Blog

Orientation Problems? A GPX comparison

On a trail run with Lukas we felt to be lost quite often. Even though we had planned the tour beforehand and had a GPX file. But we don't have navigation watches (yet) and getting your phone out of the pocket is a bit tedious. So I want to compare our planned and actual route using Python.

Loading GPX Data

First gpxpy is used to load the GPX files. The data gets summarized and saved for later in a pandas DataFrame. Furthermore the elevation difference, cumulative distance and vertical speed are calculated

 1
 2
 3
 4
 5
 6
 7
 8
 9
10
11
12
13
14
15
16
17
18
19
20
21
22
23
24
25
26
27
28
29
30
31
32
33
34
35
36
37
38
39
40
41
42
43
44
45
46
47
48
49
50
import os
import pandas as pd
import matplotlib.pyplot as plt
import gpxpy
from geopy import distance
import folium


def load_gpx(file_name):
    gpx = gpxpy.parse(open(file_name))
    track = gpx.tracks[0]
    segment = track.segments[0]
    print(f"File: {file_name}")
    print(f"Points: {len(segment.points)}")
    print(f"Length: {segment.length_2d() / 1000:.1f} km")
    print(f"Up:     {segment.get_uphill_downhill().uphill:.0f} m")
    print(f"Down:   {segment.get_uphill_downhill().downhill:.0f} m\n")

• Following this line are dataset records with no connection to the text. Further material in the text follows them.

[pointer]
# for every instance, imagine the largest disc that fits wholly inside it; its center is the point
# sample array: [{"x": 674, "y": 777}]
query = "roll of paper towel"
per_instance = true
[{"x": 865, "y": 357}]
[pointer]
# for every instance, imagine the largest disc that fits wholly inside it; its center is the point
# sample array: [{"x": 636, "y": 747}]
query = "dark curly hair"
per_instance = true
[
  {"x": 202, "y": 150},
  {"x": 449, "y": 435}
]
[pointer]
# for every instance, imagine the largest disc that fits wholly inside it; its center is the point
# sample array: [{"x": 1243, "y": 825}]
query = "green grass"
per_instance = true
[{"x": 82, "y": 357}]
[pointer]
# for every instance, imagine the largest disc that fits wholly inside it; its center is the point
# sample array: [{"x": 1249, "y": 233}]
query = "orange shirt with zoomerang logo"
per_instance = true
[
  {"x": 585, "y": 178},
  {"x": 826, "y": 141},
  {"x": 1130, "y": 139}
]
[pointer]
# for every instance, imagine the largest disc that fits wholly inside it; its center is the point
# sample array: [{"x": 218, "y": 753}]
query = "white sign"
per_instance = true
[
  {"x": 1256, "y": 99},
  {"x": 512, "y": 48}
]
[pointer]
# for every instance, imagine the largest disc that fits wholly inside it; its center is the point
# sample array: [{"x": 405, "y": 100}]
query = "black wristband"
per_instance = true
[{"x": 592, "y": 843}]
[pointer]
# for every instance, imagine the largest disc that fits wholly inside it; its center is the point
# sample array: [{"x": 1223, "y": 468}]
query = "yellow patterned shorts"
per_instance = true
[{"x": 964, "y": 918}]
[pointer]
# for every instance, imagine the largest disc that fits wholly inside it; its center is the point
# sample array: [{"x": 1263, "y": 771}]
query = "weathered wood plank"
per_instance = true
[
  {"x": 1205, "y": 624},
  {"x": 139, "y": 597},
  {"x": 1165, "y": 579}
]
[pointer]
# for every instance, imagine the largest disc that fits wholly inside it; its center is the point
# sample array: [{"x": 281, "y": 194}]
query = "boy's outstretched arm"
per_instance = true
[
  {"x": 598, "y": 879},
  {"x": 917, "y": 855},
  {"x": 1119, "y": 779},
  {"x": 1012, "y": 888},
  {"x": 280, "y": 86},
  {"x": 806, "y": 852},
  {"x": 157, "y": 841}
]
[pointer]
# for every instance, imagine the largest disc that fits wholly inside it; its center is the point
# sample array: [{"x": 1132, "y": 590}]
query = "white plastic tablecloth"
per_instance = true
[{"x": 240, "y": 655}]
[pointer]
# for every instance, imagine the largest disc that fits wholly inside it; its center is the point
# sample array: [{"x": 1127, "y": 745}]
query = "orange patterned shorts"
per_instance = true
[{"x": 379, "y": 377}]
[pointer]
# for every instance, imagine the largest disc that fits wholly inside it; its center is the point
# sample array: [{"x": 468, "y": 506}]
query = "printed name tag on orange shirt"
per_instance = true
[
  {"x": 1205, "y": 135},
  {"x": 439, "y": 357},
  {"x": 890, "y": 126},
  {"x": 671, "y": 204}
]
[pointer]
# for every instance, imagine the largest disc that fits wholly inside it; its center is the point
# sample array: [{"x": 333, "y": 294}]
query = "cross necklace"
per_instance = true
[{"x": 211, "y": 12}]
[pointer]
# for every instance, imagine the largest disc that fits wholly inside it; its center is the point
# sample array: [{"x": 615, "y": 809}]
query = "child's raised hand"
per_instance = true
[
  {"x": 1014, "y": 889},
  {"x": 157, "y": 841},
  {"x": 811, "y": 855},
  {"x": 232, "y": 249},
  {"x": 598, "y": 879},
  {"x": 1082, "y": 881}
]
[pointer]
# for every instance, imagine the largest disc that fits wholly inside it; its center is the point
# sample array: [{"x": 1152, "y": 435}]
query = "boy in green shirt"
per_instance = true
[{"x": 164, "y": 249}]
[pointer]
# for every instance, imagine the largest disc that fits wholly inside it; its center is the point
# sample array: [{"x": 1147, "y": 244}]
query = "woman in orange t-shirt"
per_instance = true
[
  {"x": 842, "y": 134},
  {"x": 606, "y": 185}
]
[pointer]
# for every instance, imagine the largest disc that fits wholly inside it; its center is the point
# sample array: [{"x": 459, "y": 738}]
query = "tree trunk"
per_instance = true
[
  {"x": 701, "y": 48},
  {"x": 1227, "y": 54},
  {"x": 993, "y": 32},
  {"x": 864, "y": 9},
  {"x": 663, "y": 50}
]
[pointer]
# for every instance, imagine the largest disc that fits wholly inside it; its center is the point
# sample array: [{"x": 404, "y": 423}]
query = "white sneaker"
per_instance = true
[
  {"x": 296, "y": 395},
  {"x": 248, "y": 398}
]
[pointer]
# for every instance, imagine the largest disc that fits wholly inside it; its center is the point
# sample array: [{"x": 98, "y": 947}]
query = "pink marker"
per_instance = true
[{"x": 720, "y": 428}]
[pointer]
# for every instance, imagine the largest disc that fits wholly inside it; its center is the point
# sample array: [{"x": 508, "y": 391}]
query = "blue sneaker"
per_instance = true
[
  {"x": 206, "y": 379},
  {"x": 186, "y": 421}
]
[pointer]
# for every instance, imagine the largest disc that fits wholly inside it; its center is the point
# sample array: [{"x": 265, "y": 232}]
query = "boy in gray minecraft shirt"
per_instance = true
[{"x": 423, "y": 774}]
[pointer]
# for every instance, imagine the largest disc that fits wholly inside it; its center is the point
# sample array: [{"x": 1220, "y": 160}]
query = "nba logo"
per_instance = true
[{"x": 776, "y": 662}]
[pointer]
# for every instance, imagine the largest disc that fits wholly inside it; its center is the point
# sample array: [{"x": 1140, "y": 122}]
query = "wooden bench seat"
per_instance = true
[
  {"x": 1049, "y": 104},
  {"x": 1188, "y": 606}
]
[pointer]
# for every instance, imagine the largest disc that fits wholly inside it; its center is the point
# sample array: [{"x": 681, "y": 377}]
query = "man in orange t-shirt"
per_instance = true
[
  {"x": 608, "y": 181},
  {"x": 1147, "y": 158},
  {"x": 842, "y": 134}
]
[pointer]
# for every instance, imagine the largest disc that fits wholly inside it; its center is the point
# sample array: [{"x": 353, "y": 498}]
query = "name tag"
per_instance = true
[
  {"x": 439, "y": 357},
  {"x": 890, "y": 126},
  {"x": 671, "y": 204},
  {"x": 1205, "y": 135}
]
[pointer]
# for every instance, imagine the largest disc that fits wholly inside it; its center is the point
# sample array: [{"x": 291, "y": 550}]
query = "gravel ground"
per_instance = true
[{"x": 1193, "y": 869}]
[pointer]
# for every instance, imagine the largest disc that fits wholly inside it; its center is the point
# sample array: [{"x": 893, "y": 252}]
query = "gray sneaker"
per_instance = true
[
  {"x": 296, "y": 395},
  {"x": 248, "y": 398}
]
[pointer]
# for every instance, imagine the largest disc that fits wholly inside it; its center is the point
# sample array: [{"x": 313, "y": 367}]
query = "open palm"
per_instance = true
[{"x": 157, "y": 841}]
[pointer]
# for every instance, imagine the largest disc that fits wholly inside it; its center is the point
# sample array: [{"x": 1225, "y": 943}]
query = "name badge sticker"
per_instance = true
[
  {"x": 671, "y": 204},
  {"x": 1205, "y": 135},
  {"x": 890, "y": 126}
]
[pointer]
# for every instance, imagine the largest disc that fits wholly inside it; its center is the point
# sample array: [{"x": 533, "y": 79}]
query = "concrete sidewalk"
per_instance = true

    # Load the data into a Pandas dataframe (by way of a list)
    data = []
    for point_idx, point in enumerate(segment.points):
        data.append([point.longitude, point.latitude, point.elevation,
                     point.time, segment.get_speed(point_idx)
                     ])

    columns = ['long', 'lat', 'ele', 'time', 'speed']
    gpx_df = pd.DataFrame(data, columns=columns)

    # Calculate elevation diff, cumulative distance and vertical speed
    gpx_df['ele_d'] = gpx_df.ele.diff(1)
    gpx_df = get_distance(gpx_df)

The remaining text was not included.